Dans la partie gauche du tableau, on voit que les exportations sont un emploi du reste du monde, à droite elles ont une contrepartie dans le compte de biens et services.
Les importations sont une ressource du reste de monde, à gauche elles ont une contrepartie dans le compte de biens et services.
Ensuite, on trouve le compte de production. Il comporte en ressources la production et en emplois la consommation intermédiaire, son solde est la valeur ajoutée.
Le compte suivant est le compte d’exploitation. Il reprend en ressources la valeur ajoutée et en emplois la rémunération des salariés, les autres impôts sur la production et les autres subventions sur la production. Son solde est l’excédent brut d’exploitation et le revenu mixte brut.
Notons le traitement particulier des impôts sur les produits et des subventions sur les produits. Du fait de la valorisation des ressources et des emplois, ils ne sont des emplois pour aucun secteur, ils apparaissent en ressources des administrations publiques et ont leur contrepartie dans le compte de biens et services.
Le compte suivant est le compte d’affectation des revenus primaires. Il reprend en ressources l’excédent brut d’exploitation et le revenu mixte brut. Les revenus de la propriété apparaissent à la fois en ressources et en emplois. Le compte a pour solde le solde des revenus primaires brut.
Ensuite, on trouve le compte de distribution secondaire du revenu. Il reprend en ressources le solde des revenus primaires brut. Les impôts courants sur le revenu et le patrimoine sont des ressources pour les administrations publiques et des emplois pour les autres secteurs. Les cotisations sociales nettes sont un emploi des ménages et une ressource pour les administrations publiques et les sociétés. Les prestations sociales sont un emploi pour les sociétés et les administrations publiques. Les autres transferts courants apparaissent à la fois en ressources et en emplois des différents secteurs. Le solde du compte est le revenu disponible brut.
Le compte suivant est le compte d’utilisation du revenu. Il reprend en ressources le revenu disponible brut et en emplois la dépense de consommation finale. Son solde est l’épargne brute.
Tous les comptes que nous venons de présenter sont des comptes d’opérations courantes. On passe ensuite aux comptes d’accumulation. Ils adoptent une présentation différente puisqu’on n’a plus des ressources et des emplois mais des variations de passifs et des variations d’actifs. Le premier compte d’accumulation est le compte de capital. Il reprend en ressources l’épargne brute et les transferts en capital. En emplois, on trouve la formation brute de capital. Le solde du compte est la capacité de financement.
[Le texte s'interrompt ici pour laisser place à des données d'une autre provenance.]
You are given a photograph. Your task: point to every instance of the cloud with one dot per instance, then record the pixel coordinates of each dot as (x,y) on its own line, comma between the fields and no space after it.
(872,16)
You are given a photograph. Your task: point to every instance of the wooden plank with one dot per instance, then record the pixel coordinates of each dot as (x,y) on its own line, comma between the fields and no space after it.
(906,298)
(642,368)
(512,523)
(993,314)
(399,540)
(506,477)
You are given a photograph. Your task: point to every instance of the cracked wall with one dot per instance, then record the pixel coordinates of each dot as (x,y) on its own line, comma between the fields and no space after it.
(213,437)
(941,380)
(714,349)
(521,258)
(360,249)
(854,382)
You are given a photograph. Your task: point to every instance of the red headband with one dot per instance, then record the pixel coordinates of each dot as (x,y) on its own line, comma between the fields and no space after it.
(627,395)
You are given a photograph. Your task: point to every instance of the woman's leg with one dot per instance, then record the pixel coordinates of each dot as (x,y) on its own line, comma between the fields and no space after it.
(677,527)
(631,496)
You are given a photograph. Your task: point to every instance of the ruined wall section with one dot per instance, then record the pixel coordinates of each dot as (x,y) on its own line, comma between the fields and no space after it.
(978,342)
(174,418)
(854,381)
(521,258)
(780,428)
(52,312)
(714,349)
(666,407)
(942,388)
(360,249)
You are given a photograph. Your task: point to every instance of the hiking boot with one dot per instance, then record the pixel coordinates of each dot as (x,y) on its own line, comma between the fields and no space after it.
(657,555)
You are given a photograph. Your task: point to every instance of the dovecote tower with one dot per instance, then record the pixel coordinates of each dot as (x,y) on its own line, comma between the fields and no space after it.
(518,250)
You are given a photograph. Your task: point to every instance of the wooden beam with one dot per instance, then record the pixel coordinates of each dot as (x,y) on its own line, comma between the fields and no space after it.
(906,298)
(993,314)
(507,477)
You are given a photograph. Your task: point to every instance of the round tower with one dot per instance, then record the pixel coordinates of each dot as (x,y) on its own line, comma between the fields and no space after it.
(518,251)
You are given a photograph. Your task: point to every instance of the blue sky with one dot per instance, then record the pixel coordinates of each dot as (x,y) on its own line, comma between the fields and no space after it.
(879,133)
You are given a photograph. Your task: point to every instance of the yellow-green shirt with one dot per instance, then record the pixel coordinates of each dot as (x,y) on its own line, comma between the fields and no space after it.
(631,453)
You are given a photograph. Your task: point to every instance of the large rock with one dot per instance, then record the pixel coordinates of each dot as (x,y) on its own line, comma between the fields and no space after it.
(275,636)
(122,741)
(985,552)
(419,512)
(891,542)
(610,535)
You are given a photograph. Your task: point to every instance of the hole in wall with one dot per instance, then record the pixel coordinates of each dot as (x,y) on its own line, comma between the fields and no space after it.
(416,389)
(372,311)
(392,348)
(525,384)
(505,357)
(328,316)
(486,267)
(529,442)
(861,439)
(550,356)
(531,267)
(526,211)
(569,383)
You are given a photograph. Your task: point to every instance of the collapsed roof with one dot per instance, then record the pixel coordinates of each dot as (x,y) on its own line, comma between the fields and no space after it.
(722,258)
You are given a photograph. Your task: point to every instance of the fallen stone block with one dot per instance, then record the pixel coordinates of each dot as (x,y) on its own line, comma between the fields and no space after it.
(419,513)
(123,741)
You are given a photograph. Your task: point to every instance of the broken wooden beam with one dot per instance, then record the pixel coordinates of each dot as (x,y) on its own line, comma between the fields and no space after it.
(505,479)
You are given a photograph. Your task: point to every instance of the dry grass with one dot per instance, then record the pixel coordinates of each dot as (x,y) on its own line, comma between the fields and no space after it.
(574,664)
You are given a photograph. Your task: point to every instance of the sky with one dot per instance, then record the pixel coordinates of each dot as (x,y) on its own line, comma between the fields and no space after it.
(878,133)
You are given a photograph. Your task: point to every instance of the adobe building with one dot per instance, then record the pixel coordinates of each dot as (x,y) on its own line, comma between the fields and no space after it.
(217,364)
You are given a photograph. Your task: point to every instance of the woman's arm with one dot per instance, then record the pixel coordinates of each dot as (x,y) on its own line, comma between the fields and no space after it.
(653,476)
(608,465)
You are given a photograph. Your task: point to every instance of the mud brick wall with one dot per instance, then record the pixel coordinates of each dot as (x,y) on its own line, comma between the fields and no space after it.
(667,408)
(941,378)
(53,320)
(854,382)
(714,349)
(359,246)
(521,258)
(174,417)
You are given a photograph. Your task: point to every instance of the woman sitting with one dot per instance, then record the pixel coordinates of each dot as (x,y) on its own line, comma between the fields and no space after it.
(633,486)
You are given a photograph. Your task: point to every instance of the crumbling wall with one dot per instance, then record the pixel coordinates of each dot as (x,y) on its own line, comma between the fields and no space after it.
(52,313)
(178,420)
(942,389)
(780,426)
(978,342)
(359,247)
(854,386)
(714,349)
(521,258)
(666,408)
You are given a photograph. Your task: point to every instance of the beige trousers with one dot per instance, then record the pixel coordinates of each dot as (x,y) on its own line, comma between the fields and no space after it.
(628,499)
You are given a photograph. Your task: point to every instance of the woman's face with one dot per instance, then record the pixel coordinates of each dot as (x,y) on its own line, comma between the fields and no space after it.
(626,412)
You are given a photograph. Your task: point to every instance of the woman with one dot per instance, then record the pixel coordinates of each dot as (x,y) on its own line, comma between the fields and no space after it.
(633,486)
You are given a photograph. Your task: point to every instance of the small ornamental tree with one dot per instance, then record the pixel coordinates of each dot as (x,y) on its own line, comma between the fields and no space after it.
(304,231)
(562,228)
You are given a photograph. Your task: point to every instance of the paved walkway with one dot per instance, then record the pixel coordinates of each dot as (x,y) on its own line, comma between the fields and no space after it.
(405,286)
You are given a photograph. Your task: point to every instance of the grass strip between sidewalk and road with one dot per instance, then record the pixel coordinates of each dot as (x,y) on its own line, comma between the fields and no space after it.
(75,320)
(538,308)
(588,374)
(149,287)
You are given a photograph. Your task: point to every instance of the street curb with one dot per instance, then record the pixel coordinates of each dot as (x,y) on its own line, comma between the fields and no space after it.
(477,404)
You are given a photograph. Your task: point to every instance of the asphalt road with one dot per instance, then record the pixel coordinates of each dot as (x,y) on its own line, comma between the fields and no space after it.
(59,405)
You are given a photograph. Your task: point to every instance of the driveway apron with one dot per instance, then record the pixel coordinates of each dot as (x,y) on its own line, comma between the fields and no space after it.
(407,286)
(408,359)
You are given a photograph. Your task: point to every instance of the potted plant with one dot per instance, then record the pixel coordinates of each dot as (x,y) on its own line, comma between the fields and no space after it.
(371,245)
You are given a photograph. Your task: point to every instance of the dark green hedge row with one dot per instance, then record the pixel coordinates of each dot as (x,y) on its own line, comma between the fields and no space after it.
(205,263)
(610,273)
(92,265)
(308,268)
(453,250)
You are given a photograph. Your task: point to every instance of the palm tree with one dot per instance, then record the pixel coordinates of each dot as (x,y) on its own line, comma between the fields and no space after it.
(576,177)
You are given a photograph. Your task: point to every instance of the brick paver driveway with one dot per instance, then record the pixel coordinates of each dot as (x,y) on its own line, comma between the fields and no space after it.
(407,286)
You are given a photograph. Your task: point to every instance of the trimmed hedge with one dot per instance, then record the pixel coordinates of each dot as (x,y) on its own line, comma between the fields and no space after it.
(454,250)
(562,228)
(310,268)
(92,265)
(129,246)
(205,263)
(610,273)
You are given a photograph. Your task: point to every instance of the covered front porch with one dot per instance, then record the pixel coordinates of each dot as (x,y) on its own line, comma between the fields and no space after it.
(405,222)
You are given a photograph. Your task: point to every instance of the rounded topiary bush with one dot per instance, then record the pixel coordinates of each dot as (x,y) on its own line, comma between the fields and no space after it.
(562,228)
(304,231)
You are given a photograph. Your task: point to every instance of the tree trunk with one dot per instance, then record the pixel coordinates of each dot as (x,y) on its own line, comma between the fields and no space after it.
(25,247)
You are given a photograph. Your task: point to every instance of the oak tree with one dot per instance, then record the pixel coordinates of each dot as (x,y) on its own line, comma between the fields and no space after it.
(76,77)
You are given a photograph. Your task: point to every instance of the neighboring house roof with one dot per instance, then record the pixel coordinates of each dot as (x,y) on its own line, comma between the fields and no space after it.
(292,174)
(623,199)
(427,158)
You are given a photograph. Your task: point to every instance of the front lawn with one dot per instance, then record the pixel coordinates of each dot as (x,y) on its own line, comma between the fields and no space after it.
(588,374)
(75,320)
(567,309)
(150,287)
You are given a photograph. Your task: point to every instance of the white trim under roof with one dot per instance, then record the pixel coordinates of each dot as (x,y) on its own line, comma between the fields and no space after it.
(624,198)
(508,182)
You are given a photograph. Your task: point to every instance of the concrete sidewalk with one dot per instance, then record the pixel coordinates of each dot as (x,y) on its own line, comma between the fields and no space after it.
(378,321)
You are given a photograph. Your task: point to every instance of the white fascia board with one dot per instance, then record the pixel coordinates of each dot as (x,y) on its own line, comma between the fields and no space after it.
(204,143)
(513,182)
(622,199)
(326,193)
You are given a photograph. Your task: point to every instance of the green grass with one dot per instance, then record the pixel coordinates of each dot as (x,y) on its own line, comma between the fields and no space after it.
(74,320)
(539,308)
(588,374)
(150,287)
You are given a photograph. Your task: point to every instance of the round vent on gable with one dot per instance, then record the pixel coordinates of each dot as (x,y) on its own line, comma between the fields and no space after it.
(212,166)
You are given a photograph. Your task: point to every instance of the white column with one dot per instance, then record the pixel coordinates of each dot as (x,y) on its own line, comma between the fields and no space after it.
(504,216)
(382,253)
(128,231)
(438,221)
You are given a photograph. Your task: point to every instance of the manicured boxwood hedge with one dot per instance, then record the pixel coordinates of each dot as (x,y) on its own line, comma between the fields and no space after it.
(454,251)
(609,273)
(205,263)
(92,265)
Le compte financier qui est le dernier de la séquence des comptes d’opérations a également pour solde la capacité de financement.
Remarquons que la somme des capacités de financement est nulle. Il ne s’agit pas d’une spécificité de notre exemple. En effet, la capacité de financement est le solde du compte financier, c’est-à-dire qu’elle est égale à la différence entre la variation des actifs financiers et la variation des passifs. Or, à chaque actif financier correspond toujours un passif. Ainsi, si l’on considère l’ensemble des agents économiques, la variation des actifs financiers est nécessairement à la variation des passifs, c’est-à-dire que la capacité de financement de l’ensemble des agents, y compris le reste du monde, est nulle.